Die positiven Aussagen zur Geschäftsentwicklung werden durch die Analyse der geplanten Kundeninvestitionen für 2017 bestätigt. So planen 58,3 Prozent der untersuchten Kundenunternehmen Ausgabensteigerungen für externe IT-Sourcing-Beratung. Themen für die Zusammenarbeit sind vor allem „IT Security“, „Big Data“, „Cloud“ und „Mobile Enterprise“. Das prognostizierte Wachstum soll laut den befragten Beratungen sehr stark aus der „Entwicklung digitaler Strategien für Fachbereiche“ kommen.

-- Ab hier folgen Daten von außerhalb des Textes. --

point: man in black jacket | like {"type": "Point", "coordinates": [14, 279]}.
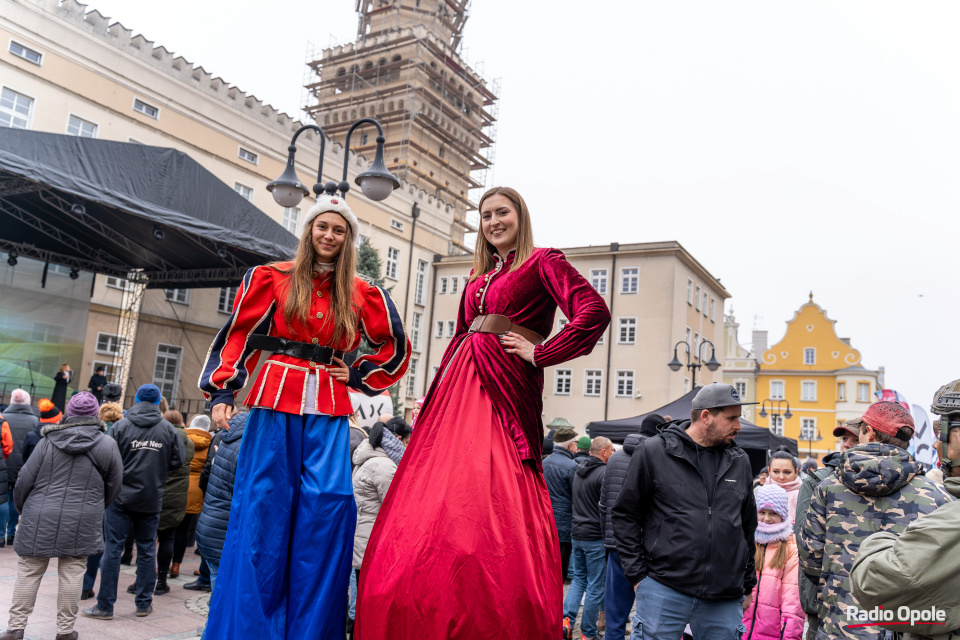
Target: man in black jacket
{"type": "Point", "coordinates": [589, 555]}
{"type": "Point", "coordinates": [150, 447]}
{"type": "Point", "coordinates": [684, 523]}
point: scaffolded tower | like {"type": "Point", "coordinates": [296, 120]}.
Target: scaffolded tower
{"type": "Point", "coordinates": [438, 114]}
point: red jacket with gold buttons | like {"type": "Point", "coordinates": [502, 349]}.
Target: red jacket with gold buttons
{"type": "Point", "coordinates": [282, 383]}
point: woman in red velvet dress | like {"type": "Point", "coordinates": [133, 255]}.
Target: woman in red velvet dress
{"type": "Point", "coordinates": [465, 544]}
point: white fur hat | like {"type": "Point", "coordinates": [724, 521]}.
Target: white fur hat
{"type": "Point", "coordinates": [326, 202]}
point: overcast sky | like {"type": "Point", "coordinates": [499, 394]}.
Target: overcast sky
{"type": "Point", "coordinates": [789, 147]}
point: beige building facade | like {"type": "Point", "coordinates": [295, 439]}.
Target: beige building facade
{"type": "Point", "coordinates": [658, 295]}
{"type": "Point", "coordinates": [69, 70]}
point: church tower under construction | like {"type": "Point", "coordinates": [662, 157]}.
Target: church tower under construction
{"type": "Point", "coordinates": [438, 114]}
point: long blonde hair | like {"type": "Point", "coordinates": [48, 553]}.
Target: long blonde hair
{"type": "Point", "coordinates": [483, 253]}
{"type": "Point", "coordinates": [296, 307]}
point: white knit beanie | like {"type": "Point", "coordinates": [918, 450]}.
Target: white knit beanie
{"type": "Point", "coordinates": [338, 204]}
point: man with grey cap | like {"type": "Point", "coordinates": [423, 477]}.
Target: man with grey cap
{"type": "Point", "coordinates": [684, 523]}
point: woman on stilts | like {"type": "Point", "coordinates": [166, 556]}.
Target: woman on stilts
{"type": "Point", "coordinates": [465, 545]}
{"type": "Point", "coordinates": [286, 560]}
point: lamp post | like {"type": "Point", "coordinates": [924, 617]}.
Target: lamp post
{"type": "Point", "coordinates": [694, 360]}
{"type": "Point", "coordinates": [775, 408]}
{"type": "Point", "coordinates": [376, 182]}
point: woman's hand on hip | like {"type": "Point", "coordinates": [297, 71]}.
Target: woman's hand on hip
{"type": "Point", "coordinates": [515, 343]}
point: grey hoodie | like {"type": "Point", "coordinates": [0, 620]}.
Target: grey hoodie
{"type": "Point", "coordinates": [72, 475]}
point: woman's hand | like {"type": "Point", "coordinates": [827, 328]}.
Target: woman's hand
{"type": "Point", "coordinates": [515, 343]}
{"type": "Point", "coordinates": [220, 414]}
{"type": "Point", "coordinates": [340, 373]}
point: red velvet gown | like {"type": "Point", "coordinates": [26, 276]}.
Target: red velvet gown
{"type": "Point", "coordinates": [465, 545]}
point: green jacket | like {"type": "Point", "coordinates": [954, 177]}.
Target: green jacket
{"type": "Point", "coordinates": [918, 569]}
{"type": "Point", "coordinates": [876, 487]}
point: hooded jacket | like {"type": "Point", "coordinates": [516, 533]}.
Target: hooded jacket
{"type": "Point", "coordinates": [150, 447]}
{"type": "Point", "coordinates": [918, 569]}
{"type": "Point", "coordinates": [73, 474]}
{"type": "Point", "coordinates": [875, 487]}
{"type": "Point", "coordinates": [666, 528]}
{"type": "Point", "coordinates": [612, 483]}
{"type": "Point", "coordinates": [21, 420]}
{"type": "Point", "coordinates": [371, 479]}
{"type": "Point", "coordinates": [201, 445]}
{"type": "Point", "coordinates": [215, 516]}
{"type": "Point", "coordinates": [174, 505]}
{"type": "Point", "coordinates": [558, 471]}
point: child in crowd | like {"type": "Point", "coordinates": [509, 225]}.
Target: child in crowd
{"type": "Point", "coordinates": [774, 612]}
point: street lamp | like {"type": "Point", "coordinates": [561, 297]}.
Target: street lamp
{"type": "Point", "coordinates": [376, 182]}
{"type": "Point", "coordinates": [696, 361]}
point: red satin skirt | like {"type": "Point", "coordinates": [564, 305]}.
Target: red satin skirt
{"type": "Point", "coordinates": [465, 545]}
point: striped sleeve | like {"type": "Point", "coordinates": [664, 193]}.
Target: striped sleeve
{"type": "Point", "coordinates": [380, 323]}
{"type": "Point", "coordinates": [230, 359]}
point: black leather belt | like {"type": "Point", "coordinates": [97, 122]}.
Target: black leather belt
{"type": "Point", "coordinates": [302, 350]}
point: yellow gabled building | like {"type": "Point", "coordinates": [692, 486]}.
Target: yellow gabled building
{"type": "Point", "coordinates": [818, 376]}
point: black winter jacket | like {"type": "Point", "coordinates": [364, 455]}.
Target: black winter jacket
{"type": "Point", "coordinates": [665, 529]}
{"type": "Point", "coordinates": [150, 447]}
{"type": "Point", "coordinates": [587, 518]}
{"type": "Point", "coordinates": [612, 483]}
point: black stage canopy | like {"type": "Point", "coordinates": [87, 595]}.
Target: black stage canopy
{"type": "Point", "coordinates": [115, 207]}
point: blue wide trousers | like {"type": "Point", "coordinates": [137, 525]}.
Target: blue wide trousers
{"type": "Point", "coordinates": [286, 560]}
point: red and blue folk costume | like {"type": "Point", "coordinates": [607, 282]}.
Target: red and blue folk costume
{"type": "Point", "coordinates": [465, 544]}
{"type": "Point", "coordinates": [286, 559]}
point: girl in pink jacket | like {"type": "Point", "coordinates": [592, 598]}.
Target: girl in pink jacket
{"type": "Point", "coordinates": [774, 612]}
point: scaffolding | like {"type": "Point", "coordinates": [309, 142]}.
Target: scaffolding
{"type": "Point", "coordinates": [438, 114]}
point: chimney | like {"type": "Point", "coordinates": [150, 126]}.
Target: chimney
{"type": "Point", "coordinates": [759, 343]}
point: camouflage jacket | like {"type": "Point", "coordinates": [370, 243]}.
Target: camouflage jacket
{"type": "Point", "coordinates": [874, 488]}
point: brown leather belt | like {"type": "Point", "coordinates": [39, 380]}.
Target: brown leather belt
{"type": "Point", "coordinates": [501, 324]}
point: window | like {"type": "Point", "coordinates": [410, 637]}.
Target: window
{"type": "Point", "coordinates": [118, 283]}
{"type": "Point", "coordinates": [598, 278]}
{"type": "Point", "coordinates": [562, 382]}
{"type": "Point", "coordinates": [166, 370]}
{"type": "Point", "coordinates": [420, 287]}
{"type": "Point", "coordinates": [629, 280]}
{"type": "Point", "coordinates": [393, 262]}
{"type": "Point", "coordinates": [776, 424]}
{"type": "Point", "coordinates": [592, 382]}
{"type": "Point", "coordinates": [108, 344]}
{"type": "Point", "coordinates": [180, 296]}
{"type": "Point", "coordinates": [291, 220]}
{"type": "Point", "coordinates": [415, 331]}
{"type": "Point", "coordinates": [412, 376]}
{"type": "Point", "coordinates": [628, 330]}
{"type": "Point", "coordinates": [776, 390]}
{"type": "Point", "coordinates": [15, 109]}
{"type": "Point", "coordinates": [249, 156]}
{"type": "Point", "coordinates": [741, 390]}
{"type": "Point", "coordinates": [245, 192]}
{"type": "Point", "coordinates": [624, 384]}
{"type": "Point", "coordinates": [146, 109]}
{"type": "Point", "coordinates": [80, 127]}
{"type": "Point", "coordinates": [26, 53]}
{"type": "Point", "coordinates": [227, 295]}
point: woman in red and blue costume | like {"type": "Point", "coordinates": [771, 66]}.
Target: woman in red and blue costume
{"type": "Point", "coordinates": [465, 545]}
{"type": "Point", "coordinates": [286, 560]}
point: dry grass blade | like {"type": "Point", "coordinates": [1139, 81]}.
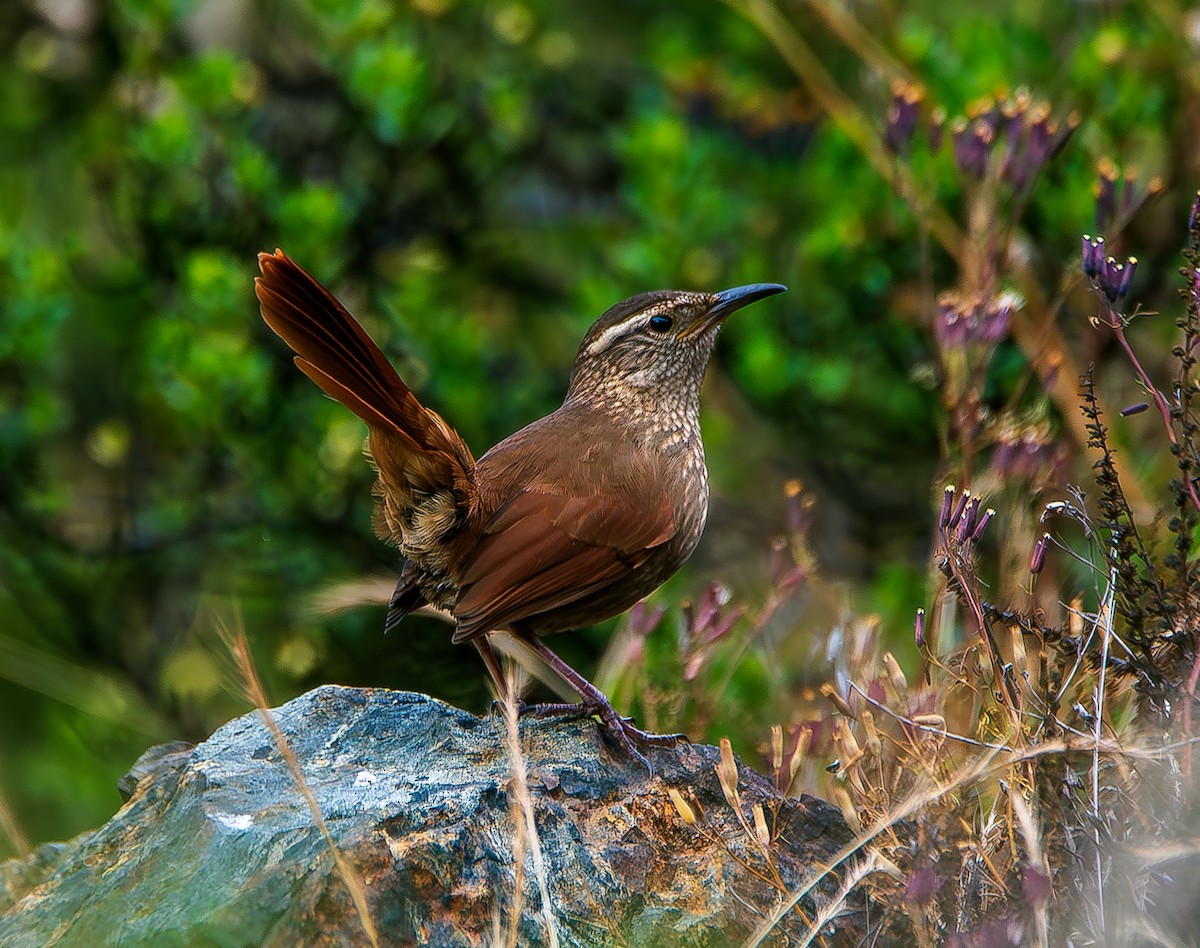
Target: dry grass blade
{"type": "Point", "coordinates": [859, 871]}
{"type": "Point", "coordinates": [239, 648]}
{"type": "Point", "coordinates": [525, 819]}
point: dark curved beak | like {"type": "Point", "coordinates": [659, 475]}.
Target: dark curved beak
{"type": "Point", "coordinates": [729, 300]}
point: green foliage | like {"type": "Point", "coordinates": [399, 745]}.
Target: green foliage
{"type": "Point", "coordinates": [479, 181]}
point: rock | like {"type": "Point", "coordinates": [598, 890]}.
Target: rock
{"type": "Point", "coordinates": [216, 845]}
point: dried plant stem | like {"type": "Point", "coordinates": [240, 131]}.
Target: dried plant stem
{"type": "Point", "coordinates": [235, 641]}
{"type": "Point", "coordinates": [12, 829]}
{"type": "Point", "coordinates": [861, 870]}
{"type": "Point", "coordinates": [525, 820]}
{"type": "Point", "coordinates": [1104, 621]}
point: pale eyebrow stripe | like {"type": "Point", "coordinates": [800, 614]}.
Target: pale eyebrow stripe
{"type": "Point", "coordinates": [618, 329]}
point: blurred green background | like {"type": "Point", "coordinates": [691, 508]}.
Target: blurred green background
{"type": "Point", "coordinates": [478, 181]}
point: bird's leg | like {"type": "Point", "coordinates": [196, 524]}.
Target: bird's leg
{"type": "Point", "coordinates": [496, 672]}
{"type": "Point", "coordinates": [594, 702]}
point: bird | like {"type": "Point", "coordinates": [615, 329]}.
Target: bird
{"type": "Point", "coordinates": [564, 523]}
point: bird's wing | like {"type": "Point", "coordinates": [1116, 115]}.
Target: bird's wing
{"type": "Point", "coordinates": [413, 448]}
{"type": "Point", "coordinates": [543, 551]}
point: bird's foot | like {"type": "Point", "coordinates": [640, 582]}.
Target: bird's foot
{"type": "Point", "coordinates": [627, 733]}
{"type": "Point", "coordinates": [555, 709]}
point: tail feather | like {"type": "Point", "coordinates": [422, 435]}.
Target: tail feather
{"type": "Point", "coordinates": [419, 450]}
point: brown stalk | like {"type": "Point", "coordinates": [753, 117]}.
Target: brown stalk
{"type": "Point", "coordinates": [239, 648]}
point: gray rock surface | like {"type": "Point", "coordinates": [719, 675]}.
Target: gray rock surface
{"type": "Point", "coordinates": [217, 846]}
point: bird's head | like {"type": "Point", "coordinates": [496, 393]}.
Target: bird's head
{"type": "Point", "coordinates": [655, 340]}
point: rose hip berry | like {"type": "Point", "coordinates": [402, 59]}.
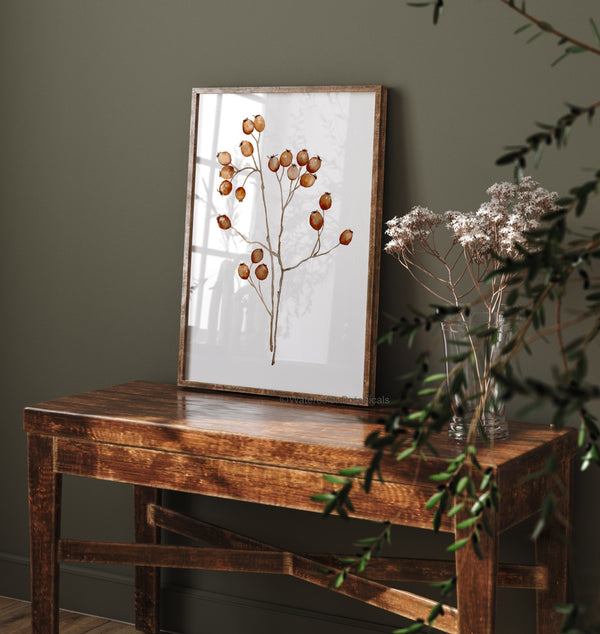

„In der Zusammenarbeit mit Fachbereichen liegt ein sehr großes Potenzial, da die IT-Budgets der Fachbereiche stetig steigen und sie zunehmend für Teile der IT-Anwendungsentwicklung und für den Aufbau und die Steuerung von Plattformen für den Betrieb von digitalen Lösungen verantwortlich sind“, so Mario Zillmann, Partner bei Lünendonk und Studienautor. „Bei diesen Themen müssen auch immer Sourcing-Fragestellungen behandelt werden, wie zum Beispiel Provider-Suche, Ausschreibung, SLA-Definition oder überhaupt die Erstellung einer Sourcing-Strategie für komplexe Digitalisierungsvorhaben.“

Aktuell kommen bereits rund 25 Prozent der Projektanfragen der untersuchten IT-Sourcing-Beratungen aus den Fachbereichen, so die Marktforscher von Lünendonk.

Die Sourcing-Agenda

Möglicherweise als Reaktion auf den digitalen Wandel planen die untersuchten Kundenunternehmen, künftig mehr IT-Leistungen an externe Partner zu vergeben, so Lünendonk. Der Anteil der bezogenen Fremdleistung wird sich laut den Planungen der befragten IT-Entscheider von 29,7 Prozent (2016) auf 35,7 Prozent (2017) erhöhen.

Insbesondere die analysierten mittelständischen Unternehmen mit weniger als einer Milliarde Euro Umsatz haben vor, deutlich mehr IT-Leistungen extern auszuschreiben. Der Anteil der IT-Eigenleistung soll von 76,2 Prozent (2016) auf 67,5 Prozent (2017) zurückgehen.

Ferner wird es eine Verschiebung von IT-Leistungen von Onshore zu Nearshore geben, so Lünendonk. So wollen 26 Prozent der analysierten Unternehmen ihre lokal in Deutschland erbrachten IT-Leistungen reduzieren. 23 Prozent der Unternehmen werden in den kommenden zwei Jahren in größerem Umfang dagegen Nearshore-Standorte nutzen. Gleichzeitig planen jedoch auch 16 Prozent, IT-Leistungen aus Nearshore-Regionen abzuziehen und lokale IT-Ressourcen wieder aufzubauen. Die Gründe für Insourcing sind häufig Security- und Datenschutzanforderungen sowie Qualitätsoptimierungen.

„Die Sourcing-Strategien der CIOs und der Fachbereiche sowie der Druck der Unternehmen, erfolgreiche digitale Geschäftsmodelle zu entwickeln, führen zu einer Anpassung der Sourcing-Strategien, vor allem in Bezug auf veränderte Service-Level-Agreements, das IT-Service-Management und die Anpassung von Lieferantenverträgen. Diese Entwicklung wird die Nachfrage nach IT-Sourcing-Beratern beeinflussen“, ist sich Zillmann sicher.